Additionally, anti-malware unit 306 can submit a new file 304 for analysis. The new file may be a file that has not been seen before by the anti-malware unit 306, or may have only been seen on a low number of systems (e.g., the file may be a day one or zero-day malware source). Anti- malware unit 306 can include or otherwise be associated with a file string checker 320 that determines if the file includes any computer generated names for functions, methods or variables as described above in Figures 1 and 2. The results of the file string checker 320 can be used to determine if the file 304 contains malware, or is suspected of containing malware. In response to determining that the file contains malware, the anti-malware unit can alert the user, quarantine the file 304, and/or remove the malware from the file 304.
[0036] In response to determining that the file 304 is suspected of containing malware, client computing device 302 can submit file 304 to submission server 308. Submission server 308 can perform preprocessing on the new file 304 and add the new file to a collection of files 312.
[0037] Analyst U/I 3 18 can provide a user interface for an analyst to access tools that can be used to determine if a file contains malware. The analyst U/I 318 may include a file string checker 320 that determines if a file under analysis includes any computer generated names for functions, methods or variables as described above in Figures 1 and 2. The results of the file string checker 320 can be used to determine if the file under analysis contains malware, or is suspected of containing malware.
[0038] One or more internal analysis servers 324 can perform static or dynamic analysis of a file for internal database 3 10. In some aspects, an internal analysis application can perform a static analysis of a file. Internal analysis server 324 can include a file string checker 320 that determines if the file includes any computer generated names for functions, methods or variables as described above in Figures 1 and 2. The results of the file string checker 320 can be used to determine if any of files 212 contains malware, or is suspected of containing malware.
[0039] The analyst U/I 318 and/or the internal analysis server 324 can produce a results set 322 that includes files determined to be clean or files determined to contain malware using the file string checker 320.
[0040] Figure 4 is a block diagram of an example embodiment of a computer system 400 upon which embodiments of the inventive subject matter can execute. The description of Figure 4 is intended to provide a brief, general description of suitable computer hardware and a suitable computing environment in conjunction with which the invention may be implemented. In some embodiments, the inventive subject matter is described in the general context of computer- executable instructions, such as program modules, being executed by a computer. Generally, program modules include routines, programs, objects, components, data structures, etc., that perform particular tasks or implement particular abstract data types.
[0041 ] As indicated above, the system as disclosed herein can be spread across many physical hosts. Therefore, many systems and sub-systems of Figure 4 can be involved in implementing the inventive subject matter disclosed herein.

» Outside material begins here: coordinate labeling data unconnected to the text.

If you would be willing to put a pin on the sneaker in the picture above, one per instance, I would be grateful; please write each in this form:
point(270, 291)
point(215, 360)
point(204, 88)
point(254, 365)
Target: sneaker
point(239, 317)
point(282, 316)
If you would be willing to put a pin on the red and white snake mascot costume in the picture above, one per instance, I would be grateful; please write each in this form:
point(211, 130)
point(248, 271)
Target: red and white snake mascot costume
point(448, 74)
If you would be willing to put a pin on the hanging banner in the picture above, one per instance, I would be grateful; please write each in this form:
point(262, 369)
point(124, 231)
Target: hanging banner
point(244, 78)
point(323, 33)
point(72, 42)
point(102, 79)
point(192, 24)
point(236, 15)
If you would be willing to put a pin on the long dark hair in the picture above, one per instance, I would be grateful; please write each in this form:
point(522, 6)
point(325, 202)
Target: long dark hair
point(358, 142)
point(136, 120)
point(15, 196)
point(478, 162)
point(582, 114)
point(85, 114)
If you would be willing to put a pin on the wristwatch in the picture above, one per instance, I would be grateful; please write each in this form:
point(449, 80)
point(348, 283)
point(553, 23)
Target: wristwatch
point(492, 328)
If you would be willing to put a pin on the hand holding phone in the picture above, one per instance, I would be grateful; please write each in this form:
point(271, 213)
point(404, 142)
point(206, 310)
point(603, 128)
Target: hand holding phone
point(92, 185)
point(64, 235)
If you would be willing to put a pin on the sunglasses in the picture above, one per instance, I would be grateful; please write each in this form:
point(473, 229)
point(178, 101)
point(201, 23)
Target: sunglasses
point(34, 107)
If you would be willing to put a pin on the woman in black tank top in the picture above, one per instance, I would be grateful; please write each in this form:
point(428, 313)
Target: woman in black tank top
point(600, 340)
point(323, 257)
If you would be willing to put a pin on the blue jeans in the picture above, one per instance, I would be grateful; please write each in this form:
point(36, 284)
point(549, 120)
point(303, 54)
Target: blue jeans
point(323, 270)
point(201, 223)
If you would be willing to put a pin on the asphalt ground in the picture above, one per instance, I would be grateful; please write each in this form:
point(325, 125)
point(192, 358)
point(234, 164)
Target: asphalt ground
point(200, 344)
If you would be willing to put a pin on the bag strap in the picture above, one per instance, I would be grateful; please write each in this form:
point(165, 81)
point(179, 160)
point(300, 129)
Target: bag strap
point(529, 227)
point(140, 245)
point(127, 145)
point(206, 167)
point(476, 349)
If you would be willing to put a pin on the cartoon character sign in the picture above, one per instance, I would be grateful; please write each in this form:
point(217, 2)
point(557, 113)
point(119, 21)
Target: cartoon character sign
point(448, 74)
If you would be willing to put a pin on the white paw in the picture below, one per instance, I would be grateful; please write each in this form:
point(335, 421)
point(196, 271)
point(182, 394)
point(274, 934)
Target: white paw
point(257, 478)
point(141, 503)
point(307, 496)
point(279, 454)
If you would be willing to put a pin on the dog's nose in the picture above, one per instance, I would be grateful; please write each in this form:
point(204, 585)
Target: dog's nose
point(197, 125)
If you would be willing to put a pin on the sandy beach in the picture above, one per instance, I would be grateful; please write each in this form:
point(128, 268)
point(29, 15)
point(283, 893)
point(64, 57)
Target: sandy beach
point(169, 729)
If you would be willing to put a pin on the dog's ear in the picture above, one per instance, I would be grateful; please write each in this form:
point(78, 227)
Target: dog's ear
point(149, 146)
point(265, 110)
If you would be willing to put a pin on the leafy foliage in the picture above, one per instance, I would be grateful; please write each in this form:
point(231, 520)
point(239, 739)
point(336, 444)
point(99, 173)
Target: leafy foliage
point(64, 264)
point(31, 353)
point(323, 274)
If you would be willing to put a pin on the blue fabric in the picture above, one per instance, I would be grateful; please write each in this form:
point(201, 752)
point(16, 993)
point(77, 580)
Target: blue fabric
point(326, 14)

[0042] Moreover, those skilled in the art will appreciate that the invention may be practiced with other computer system configurations, including hand-held devices,
multiprocessor systems, microprocessor-based or programmable consumer electronics, smartphones, network PCs, minicomputers, mainframe computers, and the like. Embodiments of the invention may also be practiced in distributed computer environments where tasks are performed by I/O remote processing devices that are linked through a communications network. In a distributed computing environment, program modules may be located in both local and remote memory storage devices.
[0043] With reference to Figure 4, an example embodiment extends to a machine in the example form of a computer system 400 within which instructions for causing the machine to perform any one or more of the methodologies discussed herein may be executed. In alternative example embodiments, the machine operates as a standalone device or may be connected (e.g., networked) to other machines. In a networked deployment, the machine may operate in the capacity of a server or a client machine in server-client network environment, or as a peer machine in a peer-to-peer (or distributed) network environment. Further, while only a single machine is illustrated, the term "machine" shall also be taken to include any collection of machines that individually or jointly execute a set (or multiple sets) of instructions to perform any one or more of the methodologies discussed herein.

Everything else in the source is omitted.